La confianza es la esencia, el
alma de esta devoción y a la vez la condición para recibir gracias.
Las gracias de mi misericordia se toman con un solo recipiente y
este es la confianza. Cuanto más confíe un alma, tanto más recibirá.
Las almas que confían sin límites son mi gran consuelo y sobre ellas
derramo todos los tesoros de mis gracias. Me alegro de que pidan
mucho porque mi deseo es dar mucho, muchísimo (1578). El alma que
confía en mi misericordia es la más feliz, porque yo mismo tengo
cuidado de ella (1273).
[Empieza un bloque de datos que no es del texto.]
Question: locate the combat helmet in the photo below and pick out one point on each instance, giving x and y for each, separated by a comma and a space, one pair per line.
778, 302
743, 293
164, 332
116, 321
Ningún alma que ha invocado mi misericordia
ha quedado decepcionada ni ha sentido confusión. Me complazco
particularmente en el alma que confía en mi bondad (1541).
La misericordia define nuestra
actitud ante cada persona. El Señor Jesús dijo a Sor Faustina:
Exijo de ti obras de misericordia que deben surgir del amor hacia
mí. Debes mostrar misericordia siempre y en todas partes. No puedes
dejar de hacerlo ni excusarte ni justificarte. Te doy tres formar de
ejercer misericordia: la primera - es la acción, la segunda - la
palabra, y la tercera - la oración. En estas tres formas se encierra
la plenitud de la misericordia y es un testimonio indefectible del
amor hacia mí. De este modo el alma alaba y adora mi misericordia
(742).
La actitud del amor activo
hacia el prójimo es otra condición para recibir gracias. Si el alma
no practica la misericordia de alguna manera no conseguirá mi
misericordia en el día del juicio. Oh, si las almas supieran
acumular los tesoros eternos, no serían juzgadas, porque la
misericordia anticiparía mi juicio (1317).
El Señor Jesús desea que sus
devotos hagan por lo menos una obra de misericordia al día. Debes
saber, hija mía que mi Corazón es la misericordia misma. De este mar
de misericordia las gracias se derraman sobre todo el mundo (...)
Deseo que tu corazón sea la sede de mi misericordia. Deseo que esta
misericordia se derrame sobre todo el mundo a través de tu corazón.
Cualquiera que se acerque a ti, no puede marcharse sin confiar en
esta misericordia mía que tanto deseo para las almas (1777).